義実家で、昔見たエアコン移設工事の配線工事は、ひどいものだった。説明したでしょ、お客さんOKしましたよね、ということでやり直しもできなく、見栄えの悪い、だらんとしたケーブルが居間を横断している。
うそでしょ!という仕事ぶり。

僕は、後戻りできない場面には敏感で、「決めてください」という場面で「決めるからちゃんと情報をください。先の説明では、見たことがない段階で、意思決定ができない。」というようにしている。

彼は次の用事があるようで、どたどたと出て言って玄関を力強くガチャっとあけて部品を持って帰ってきてた。
(俺、次の用事があってすごく急いでいるですけど)という無言のメッセージをくれて、それはわかった。
しかし、迅速に決定する分だけの情報を用意してきていないのは、提供者側の怠慢なのだ。

彼がその腰高コンセントを見せる。
それを、既存に着けて横から出す、という。
それならば、それでいきましょう。
僅か、10秒。

さっきのやり取りの数分が無駄だなぁと、互いに思う空気が流れた。

で、そんな感じで、テキパキしているけれど、彼の都合主導でのテキパキさだったので、もやもやしてしまった。

彼はきっと、多くの家を回り、その説明で高齢な方々に説明して、いいですね、これでサインもらいますよ、としてきたのだろう。きっといい仕事をする自信もある。うまくやるから、任せてよ、と。

その彼の専門家ゆえのゴリゴリ感を、自分に投影してみた時に「石井自身は、そういうところはないのか?顧客に、ゴリゴリ感でもやもやさせてないのか?」と、自問する。
もしも彼が角を曲がって仙人の姿にもどる「神様」だったら、「自身の専門性への自信が、顧客をこういう気持ちにさせていないか。この姿に学べ。」と言っているのではないか。

そう思うと思い出されることがあった。

かつて、大手のコンサルから、大手の某社の社内ワークショップの実施の相談を受け、コンサルとともに、同社に行った。
数度の提案をするも、なかなか、ニーズも、YesNoもはっきりせず、提案のためだけの無料出張だけが繰り返された。
いつもクライアントは1時間ちょっと前で会議を打ち切る。
なので、ある時、50分間ですべてを、理解してもらえるように、力強く、速いスピードだが明瞭に、具体性と、効果を、しゃべったことがある。
そして、案件は、なくなった。
コンサルははっきり言わないのでわからないが、石井ではそりが合わない、ということだった模様。

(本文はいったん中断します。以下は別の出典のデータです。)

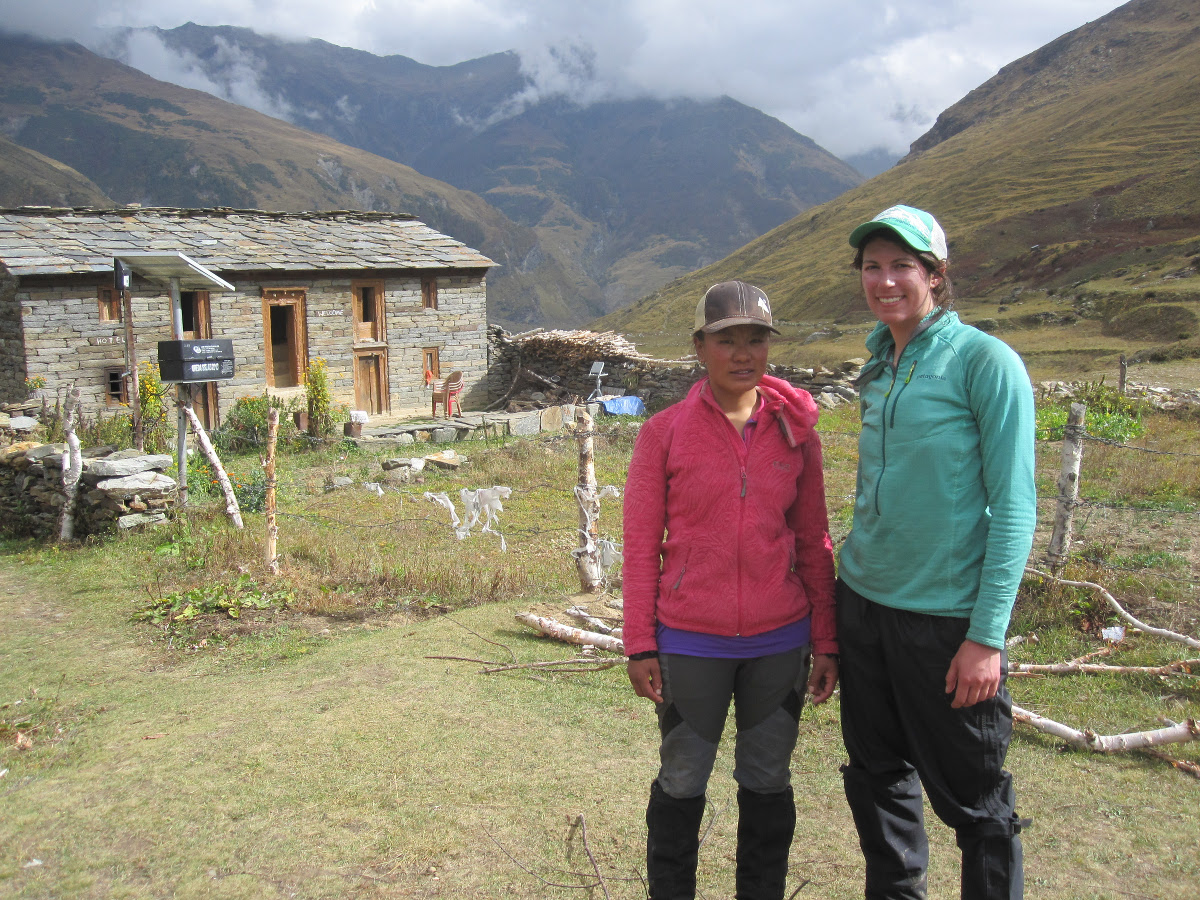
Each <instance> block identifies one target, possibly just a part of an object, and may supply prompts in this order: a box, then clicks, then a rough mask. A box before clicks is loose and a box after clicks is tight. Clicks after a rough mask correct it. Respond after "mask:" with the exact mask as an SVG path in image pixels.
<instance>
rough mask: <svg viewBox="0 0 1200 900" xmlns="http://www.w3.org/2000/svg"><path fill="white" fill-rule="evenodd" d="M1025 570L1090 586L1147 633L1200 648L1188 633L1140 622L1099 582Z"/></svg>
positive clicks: (1028, 570) (1107, 600)
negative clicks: (1082, 579) (1072, 578)
mask: <svg viewBox="0 0 1200 900" xmlns="http://www.w3.org/2000/svg"><path fill="white" fill-rule="evenodd" d="M1025 571H1027V572H1030V574H1031V575H1037V576H1038V577H1040V578H1045V580H1048V581H1055V582H1058V583H1060V584H1068V586H1070V587H1075V588H1088V589H1091V590H1094V592H1097V593H1098V594H1099V595H1100V596H1103V598H1104V600H1105V601H1106V602H1108V605H1109V606H1111V607H1112V610H1114V611H1115V612H1116V613H1117V616H1120V617H1121V618H1122V619H1124V620H1126V622H1128V623H1129V624H1130V625H1133V626H1134V628H1136V629H1141V630H1142V631H1145V632H1146V634H1147V635H1154V636H1156V637H1163V638H1165V640H1168V641H1177V642H1180V643H1183V644H1187V646H1188V647H1194V648H1196V649H1200V640H1196V638H1195V637H1189V636H1188V635H1181V634H1177V632H1175V631H1169V630H1168V629H1165V628H1154V626H1152V625H1147V624H1146V623H1144V622H1139V620H1138V619H1135V618H1134V617H1133V616H1130V614H1129V613H1128V612H1126V608H1124V607H1123V606H1122V605H1121V604H1120V602H1117V599H1116V598H1115V596H1112V594H1110V593H1109V592H1108V590H1105V589H1104V587H1102V586H1100V584H1097V583H1094V582H1091V581H1068V580H1067V578H1060V577H1058V576H1056V575H1050V574H1049V572H1044V571H1040V570H1038V569H1033V568H1032V566H1026V568H1025Z"/></svg>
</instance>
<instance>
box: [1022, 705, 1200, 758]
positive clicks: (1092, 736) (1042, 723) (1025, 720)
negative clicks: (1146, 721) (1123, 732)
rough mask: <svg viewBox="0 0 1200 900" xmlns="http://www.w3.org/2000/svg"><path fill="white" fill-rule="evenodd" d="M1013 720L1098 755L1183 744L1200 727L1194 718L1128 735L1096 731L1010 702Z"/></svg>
mask: <svg viewBox="0 0 1200 900" xmlns="http://www.w3.org/2000/svg"><path fill="white" fill-rule="evenodd" d="M1013 721H1015V722H1021V724H1022V725H1030V726H1032V727H1034V728H1036V730H1037V731H1040V732H1042V733H1043V734H1050V736H1051V737H1056V738H1061V739H1062V740H1066V742H1067V743H1068V744H1070V745H1072V746H1074V748H1078V749H1080V750H1093V751H1096V752H1100V754H1114V752H1123V751H1127V750H1145V749H1147V748H1154V746H1162V745H1163V744H1186V743H1188V742H1190V740H1198V739H1200V726H1198V725H1196V721H1195V719H1188V720H1187V721H1186V722H1172V724H1171V725H1169V726H1168V727H1165V728H1154V730H1153V731H1139V732H1134V733H1132V734H1105V736H1102V734H1097V733H1096V732H1094V731H1092V730H1091V728H1085V730H1084V731H1079V730H1078V728H1072V727H1070V726H1069V725H1063V724H1062V722H1056V721H1054V720H1052V719H1046V718H1045V716H1044V715H1038V714H1037V713H1031V712H1030V710H1028V709H1021V708H1020V707H1019V706H1016V704H1015V703H1014V704H1013Z"/></svg>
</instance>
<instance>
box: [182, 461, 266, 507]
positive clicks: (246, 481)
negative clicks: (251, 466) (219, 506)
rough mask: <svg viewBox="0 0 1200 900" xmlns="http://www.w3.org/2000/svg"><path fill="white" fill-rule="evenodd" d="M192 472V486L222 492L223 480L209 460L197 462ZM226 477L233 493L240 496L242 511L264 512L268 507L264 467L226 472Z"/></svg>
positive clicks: (239, 498)
mask: <svg viewBox="0 0 1200 900" xmlns="http://www.w3.org/2000/svg"><path fill="white" fill-rule="evenodd" d="M192 472H194V475H193V480H192V482H191V486H192V487H196V488H197V490H200V491H204V492H205V493H208V494H214V496H217V494H220V493H221V482H220V480H217V476H216V473H214V470H212V466H211V464H210V463H209V462H208V460H205V461H204V462H200V463H197V464H196V467H194V468H193V469H192ZM226 478H228V479H229V486H230V487H233V494H234V497H236V498H238V506H239V508H241V511H242V512H262V511H263V510H264V509H265V508H266V475H265V473H264V472H263V470H262V469H259V468H257V467H252V468H251V469H250V472H247V473H242V472H226Z"/></svg>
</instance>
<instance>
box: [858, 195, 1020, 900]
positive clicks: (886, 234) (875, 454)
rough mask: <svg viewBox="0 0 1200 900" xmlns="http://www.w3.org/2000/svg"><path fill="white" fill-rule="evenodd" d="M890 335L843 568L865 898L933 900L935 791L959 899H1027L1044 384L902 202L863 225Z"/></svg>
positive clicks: (863, 460)
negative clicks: (1019, 753)
mask: <svg viewBox="0 0 1200 900" xmlns="http://www.w3.org/2000/svg"><path fill="white" fill-rule="evenodd" d="M850 242H851V245H852V246H853V247H857V248H858V256H857V257H856V259H854V266H856V268H857V269H858V270H859V271H860V275H862V284H863V293H864V295H865V299H866V302H868V306H869V307H870V308H871V312H872V313H875V316H876V317H877V318H878V319H880V324H878V325H877V326H876V328H875V330H874V331H872V332H871V335H870V337H869V338H868V342H866V346H868V348H869V349H870V350H871V359H870V361H869V362H868V365H866V366H865V367H864V368H863V372H862V374H860V376H859V379H858V386H859V391H860V403H862V414H863V430H862V433H860V437H859V445H858V450H859V462H858V491H857V497H856V500H854V520H853V526H852V528H851V532H850V535H848V536H847V538H846V542H845V545H844V546H842V548H841V554H840V558H839V570H838V634H839V643H840V647H841V679H842V690H841V718H842V736H844V739H845V743H846V750H847V754H848V757H850V762H848V764H847V766H844V767H842V774H844V780H845V788H846V798H847V800H848V803H850V806H851V811H852V814H853V816H854V823H856V826H857V827H858V833H859V842H860V845H862V848H863V854H864V857H865V859H866V894H865V895H866V896H868V898H870V899H872V900H875V899H880V900H883V899H884V898H886V899H887V900H918V899H923V898H925V895H926V877H925V869H926V865H928V859H929V847H928V839H926V835H925V830H924V824H923V822H922V787H924V790H925V793H926V794H928V796H929V800H930V805H931V806H932V808H934V811H935V812H936V814H937V815H938V817H940V818H942V821H943V822H946V823H947V824H949V826H950V827H953V828H954V829H955V834H956V839H958V845H959V847H960V848H961V851H962V868H961V895H962V898H964V899H970V900H992V899H994V898H995V899H997V900H998V899H1000V898H1003V899H1004V900H1012V899H1013V898H1020V896H1022V870H1021V842H1020V838H1019V836H1018V834H1019V833H1020V829H1021V824H1022V823H1021V821H1020V820H1019V818H1018V817H1016V814H1015V811H1014V805H1015V797H1014V793H1013V785H1012V778H1010V775H1009V774H1008V773H1007V772H1004V770H1003V763H1004V757H1006V754H1007V750H1008V742H1009V738H1010V736H1012V701H1010V698H1009V696H1008V692H1007V690H1006V689H1004V674H1006V671H1007V660H1006V658H1004V631H1006V629H1007V628H1008V619H1009V616H1010V613H1012V608H1013V601H1014V600H1015V596H1016V589H1018V586H1019V583H1020V580H1021V574H1022V571H1024V568H1025V563H1026V559H1027V557H1028V553H1030V547H1031V544H1032V539H1033V527H1034V518H1036V505H1034V504H1036V500H1037V494H1036V490H1034V476H1033V432H1034V427H1033V392H1032V388H1031V384H1030V379H1028V376H1027V374H1026V371H1025V366H1024V365H1022V362H1021V360H1020V358H1019V356H1018V355H1016V354H1015V353H1014V352H1013V350H1012V349H1009V348H1008V346H1007V344H1004V343H1003V342H1001V341H998V340H997V338H995V337H991V336H989V335H985V334H983V332H982V331H978V330H977V329H974V328H972V326H970V325H966V324H964V323H961V322H960V320H959V318H958V316H956V314H955V313H954V312H950V310H949V305H950V300H952V292H950V283H949V277H948V275H947V257H948V253H947V245H946V235H944V233H943V232H942V229H941V226H938V224H937V221H936V220H935V218H934V217H932V216H931V215H930V214H928V212H925V211H923V210H918V209H914V208H911V206H902V205H901V206H893V208H890V209H888V210H884V211H883V212H881V214H880V215H878V216H876V217H875V218H874V220H871V221H870V222H865V223H864V224H862V226H859V227H858V228H856V229H854V232H853V234H852V235H851V238H850Z"/></svg>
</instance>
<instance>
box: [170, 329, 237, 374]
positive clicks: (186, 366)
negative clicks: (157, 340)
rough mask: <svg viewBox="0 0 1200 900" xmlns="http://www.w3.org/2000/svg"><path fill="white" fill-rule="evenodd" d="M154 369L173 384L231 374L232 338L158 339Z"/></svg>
mask: <svg viewBox="0 0 1200 900" xmlns="http://www.w3.org/2000/svg"><path fill="white" fill-rule="evenodd" d="M158 370H160V371H161V373H162V380H163V382H166V383H175V384H180V383H182V384H197V383H203V382H220V380H223V379H226V378H233V341H229V340H224V338H216V340H214V338H205V340H203V341H160V342H158Z"/></svg>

そして、ずいぶん時間のたった今、「当時の自分は、先ほどの彼だったのではないか」と。

相手の都合でなく、自分が「今回で提案を終わらせたい」と思い、やや強引に提案プレゼンをしきった。
相手にしてみれば、言うことはわかるけれど、この感じでは、うちに合わないな、と判断した、、、のかもしれない。

自分が常に顧客を愛し、最善を提供できているのか。
そうではない行動原理で、仕事をしている瞬間があるのではないか。
当時の自分の、愛のない仕事ぶりに、いまさらながらに、気づいた。

===

良くない人や車や仕事に接する時、僕はいつも思ってみる。
この人は「神様」なんじゃないかな、と。
何を今、石井に学べと言っているのだろう、と。

こう考えると少なくとも、憤慨してストレスをためるよりは、ずっといろんなことが糧になる。